Favorite experiences:
• Dimension 20: Gauntlet at the Garden. I will never again pay that much money to watch DND played live from nose-bleed seats, but I’m glad I did it once. My favorite experience was making friends while standing in line for the single stall in the men’s room with a whole bunch of other transmasc people, and just soaking in the good vibes of thousands of mostly queer nerds. My second favorite was watching Brennan Lee Mulligan kiss Brian Murphy on the mouth. We also got to see Critical Role live at Radio City Music Hall, and I saw Robbie Draymond hanging out in the lobby. That man has no right being that tall or that attractive, what the fuck.
• Holding a three-hour-old baby. This picture is so gender. He did pee on me at least once.

• Watching Heathers, Hellraiser, and Society with the Astoria Horror Club at local bars. This is how horror should be consumed IMO.
• Cabaret on Broadway, with Orville Peck as the Emcee. This hit HARD in 2025.
• Emceeing and hosting a zine show-and-tell-and-sell at the bookshop. Hoping to do this more often in 2026.
• Voting in the 2025 NYC election, and actually feeling some hope about how it turned out? Weird!!!!
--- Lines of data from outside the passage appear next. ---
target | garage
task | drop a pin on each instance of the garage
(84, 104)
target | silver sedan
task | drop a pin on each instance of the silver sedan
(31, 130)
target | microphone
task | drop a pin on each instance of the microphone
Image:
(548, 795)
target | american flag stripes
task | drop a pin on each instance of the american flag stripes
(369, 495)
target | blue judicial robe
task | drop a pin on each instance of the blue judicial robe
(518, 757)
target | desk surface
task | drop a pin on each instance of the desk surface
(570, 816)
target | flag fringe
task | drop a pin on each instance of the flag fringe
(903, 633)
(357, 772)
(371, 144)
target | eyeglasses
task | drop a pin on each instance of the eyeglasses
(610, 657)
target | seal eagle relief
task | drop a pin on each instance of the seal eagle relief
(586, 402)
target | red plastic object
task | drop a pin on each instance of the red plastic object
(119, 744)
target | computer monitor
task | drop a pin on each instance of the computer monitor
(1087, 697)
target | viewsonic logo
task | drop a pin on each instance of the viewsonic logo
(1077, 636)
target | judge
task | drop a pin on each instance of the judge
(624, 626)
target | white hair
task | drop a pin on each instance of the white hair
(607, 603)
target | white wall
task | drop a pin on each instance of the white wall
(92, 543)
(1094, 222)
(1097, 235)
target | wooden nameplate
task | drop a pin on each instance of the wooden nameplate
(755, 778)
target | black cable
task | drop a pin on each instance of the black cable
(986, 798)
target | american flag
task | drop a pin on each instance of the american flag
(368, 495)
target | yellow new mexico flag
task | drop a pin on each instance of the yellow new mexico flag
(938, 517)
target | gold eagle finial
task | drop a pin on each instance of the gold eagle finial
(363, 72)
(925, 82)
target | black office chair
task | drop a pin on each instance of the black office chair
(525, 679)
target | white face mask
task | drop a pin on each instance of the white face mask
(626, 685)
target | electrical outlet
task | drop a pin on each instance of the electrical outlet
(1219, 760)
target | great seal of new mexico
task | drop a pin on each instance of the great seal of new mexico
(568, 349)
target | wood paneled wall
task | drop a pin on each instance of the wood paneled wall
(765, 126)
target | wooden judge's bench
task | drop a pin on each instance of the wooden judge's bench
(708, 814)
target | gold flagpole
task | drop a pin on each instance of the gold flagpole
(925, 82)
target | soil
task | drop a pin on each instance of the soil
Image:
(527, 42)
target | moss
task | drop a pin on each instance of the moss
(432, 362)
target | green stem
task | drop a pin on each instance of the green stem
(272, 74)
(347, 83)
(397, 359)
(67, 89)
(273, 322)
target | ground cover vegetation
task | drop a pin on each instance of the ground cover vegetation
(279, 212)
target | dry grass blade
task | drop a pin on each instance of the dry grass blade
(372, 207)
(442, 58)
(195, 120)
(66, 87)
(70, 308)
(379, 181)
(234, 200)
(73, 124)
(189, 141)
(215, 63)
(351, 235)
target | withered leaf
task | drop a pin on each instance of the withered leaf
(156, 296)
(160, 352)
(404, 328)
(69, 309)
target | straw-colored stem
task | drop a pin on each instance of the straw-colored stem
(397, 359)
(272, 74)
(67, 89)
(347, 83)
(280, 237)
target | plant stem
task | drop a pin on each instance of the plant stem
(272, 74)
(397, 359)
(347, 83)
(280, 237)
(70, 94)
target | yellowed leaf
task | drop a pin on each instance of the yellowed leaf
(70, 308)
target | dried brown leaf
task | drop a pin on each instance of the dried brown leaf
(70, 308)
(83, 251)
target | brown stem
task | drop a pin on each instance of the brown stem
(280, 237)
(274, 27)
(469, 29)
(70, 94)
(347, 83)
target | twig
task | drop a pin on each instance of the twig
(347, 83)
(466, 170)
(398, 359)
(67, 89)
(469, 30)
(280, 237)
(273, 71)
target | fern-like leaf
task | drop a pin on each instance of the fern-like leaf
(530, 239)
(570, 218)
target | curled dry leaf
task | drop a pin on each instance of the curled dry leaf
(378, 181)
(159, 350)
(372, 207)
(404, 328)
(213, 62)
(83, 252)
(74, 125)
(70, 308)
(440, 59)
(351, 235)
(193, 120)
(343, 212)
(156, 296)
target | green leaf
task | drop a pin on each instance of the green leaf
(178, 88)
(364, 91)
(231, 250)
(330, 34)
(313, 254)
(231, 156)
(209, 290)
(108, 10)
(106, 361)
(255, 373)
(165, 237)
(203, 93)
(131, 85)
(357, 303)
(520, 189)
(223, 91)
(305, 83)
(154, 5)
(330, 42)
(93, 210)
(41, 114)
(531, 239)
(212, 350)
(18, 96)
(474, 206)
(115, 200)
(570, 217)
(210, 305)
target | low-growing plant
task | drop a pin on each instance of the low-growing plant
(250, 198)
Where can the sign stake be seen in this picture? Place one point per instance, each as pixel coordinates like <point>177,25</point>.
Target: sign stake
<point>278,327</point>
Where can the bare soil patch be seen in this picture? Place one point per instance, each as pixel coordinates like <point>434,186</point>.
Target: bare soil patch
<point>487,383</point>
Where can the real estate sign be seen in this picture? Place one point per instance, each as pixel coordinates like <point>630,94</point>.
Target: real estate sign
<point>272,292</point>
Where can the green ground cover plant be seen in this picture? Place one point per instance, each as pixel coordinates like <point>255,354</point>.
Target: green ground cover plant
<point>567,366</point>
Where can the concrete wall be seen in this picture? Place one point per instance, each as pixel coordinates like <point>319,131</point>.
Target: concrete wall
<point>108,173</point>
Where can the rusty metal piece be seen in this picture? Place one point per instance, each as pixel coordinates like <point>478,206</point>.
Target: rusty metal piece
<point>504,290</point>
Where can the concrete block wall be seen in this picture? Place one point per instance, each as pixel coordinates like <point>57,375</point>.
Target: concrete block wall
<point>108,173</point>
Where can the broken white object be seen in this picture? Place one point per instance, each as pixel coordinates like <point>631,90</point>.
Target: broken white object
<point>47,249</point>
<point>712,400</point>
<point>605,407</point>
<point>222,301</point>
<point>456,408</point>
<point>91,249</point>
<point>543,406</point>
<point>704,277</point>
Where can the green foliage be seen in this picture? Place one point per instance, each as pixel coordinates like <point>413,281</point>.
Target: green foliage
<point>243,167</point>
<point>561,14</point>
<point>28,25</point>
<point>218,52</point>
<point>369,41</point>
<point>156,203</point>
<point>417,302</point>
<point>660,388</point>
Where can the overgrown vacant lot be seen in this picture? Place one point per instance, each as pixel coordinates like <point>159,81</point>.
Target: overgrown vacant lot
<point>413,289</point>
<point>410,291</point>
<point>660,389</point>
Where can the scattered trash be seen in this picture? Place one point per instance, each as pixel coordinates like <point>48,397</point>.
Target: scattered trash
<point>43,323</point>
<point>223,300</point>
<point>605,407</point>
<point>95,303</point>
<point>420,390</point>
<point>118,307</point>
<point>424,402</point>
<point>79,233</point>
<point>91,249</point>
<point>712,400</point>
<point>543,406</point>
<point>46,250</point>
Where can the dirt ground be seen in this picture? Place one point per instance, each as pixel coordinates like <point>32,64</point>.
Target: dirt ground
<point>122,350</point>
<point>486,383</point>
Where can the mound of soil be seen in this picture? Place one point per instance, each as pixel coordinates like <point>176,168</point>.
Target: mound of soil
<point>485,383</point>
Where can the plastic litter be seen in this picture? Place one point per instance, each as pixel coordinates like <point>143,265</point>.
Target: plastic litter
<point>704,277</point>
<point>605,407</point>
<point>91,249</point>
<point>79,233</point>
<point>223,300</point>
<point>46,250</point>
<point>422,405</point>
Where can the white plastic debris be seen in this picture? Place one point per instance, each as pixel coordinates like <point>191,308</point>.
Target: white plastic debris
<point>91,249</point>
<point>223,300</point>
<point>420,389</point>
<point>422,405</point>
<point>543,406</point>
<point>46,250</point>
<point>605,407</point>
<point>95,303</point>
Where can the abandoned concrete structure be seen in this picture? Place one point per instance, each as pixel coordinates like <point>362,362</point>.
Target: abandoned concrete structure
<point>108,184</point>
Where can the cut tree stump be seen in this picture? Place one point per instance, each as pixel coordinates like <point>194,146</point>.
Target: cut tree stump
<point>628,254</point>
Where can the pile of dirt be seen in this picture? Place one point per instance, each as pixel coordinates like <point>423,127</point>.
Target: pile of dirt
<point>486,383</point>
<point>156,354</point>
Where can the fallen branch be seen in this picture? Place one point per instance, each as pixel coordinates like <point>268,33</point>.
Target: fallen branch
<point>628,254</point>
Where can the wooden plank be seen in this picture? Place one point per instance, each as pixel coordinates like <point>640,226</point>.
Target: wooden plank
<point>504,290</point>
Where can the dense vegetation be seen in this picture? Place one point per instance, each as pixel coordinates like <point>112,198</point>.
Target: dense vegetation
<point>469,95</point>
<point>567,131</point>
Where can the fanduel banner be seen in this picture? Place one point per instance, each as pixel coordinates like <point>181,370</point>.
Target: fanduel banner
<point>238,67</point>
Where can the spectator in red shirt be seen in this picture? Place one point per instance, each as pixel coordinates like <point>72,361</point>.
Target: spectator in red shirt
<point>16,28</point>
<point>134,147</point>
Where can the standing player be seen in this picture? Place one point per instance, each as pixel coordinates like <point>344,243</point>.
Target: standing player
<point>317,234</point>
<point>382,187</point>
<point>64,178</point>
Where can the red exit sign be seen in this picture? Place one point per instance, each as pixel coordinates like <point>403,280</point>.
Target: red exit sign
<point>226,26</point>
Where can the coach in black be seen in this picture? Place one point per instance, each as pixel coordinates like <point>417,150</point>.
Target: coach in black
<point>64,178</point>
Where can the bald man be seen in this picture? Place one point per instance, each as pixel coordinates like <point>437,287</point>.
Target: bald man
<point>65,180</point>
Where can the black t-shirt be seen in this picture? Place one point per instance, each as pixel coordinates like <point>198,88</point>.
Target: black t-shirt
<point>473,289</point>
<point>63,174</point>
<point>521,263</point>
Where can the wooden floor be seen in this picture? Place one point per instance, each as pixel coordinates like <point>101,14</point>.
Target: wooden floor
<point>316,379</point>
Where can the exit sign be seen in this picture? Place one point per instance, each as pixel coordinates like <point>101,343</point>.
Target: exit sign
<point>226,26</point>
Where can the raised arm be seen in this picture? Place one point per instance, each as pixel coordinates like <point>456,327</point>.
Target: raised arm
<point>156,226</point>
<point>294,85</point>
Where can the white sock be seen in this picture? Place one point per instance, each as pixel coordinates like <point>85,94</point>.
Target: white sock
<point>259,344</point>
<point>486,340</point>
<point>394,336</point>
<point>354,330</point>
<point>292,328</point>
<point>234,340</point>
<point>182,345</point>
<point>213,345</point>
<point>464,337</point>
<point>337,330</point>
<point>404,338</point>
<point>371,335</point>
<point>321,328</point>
I still have 9 more days of retail hell to suffer through, so this is going to be my last missive for the year. My wish for us all is to have enough: enough food, enough money to get by, enough time, enough courage to see us through, enough love to keep us going. I hope the end of this year treats us with a little more kindness, but if it doesn’t? Do what you can to make up that deficit.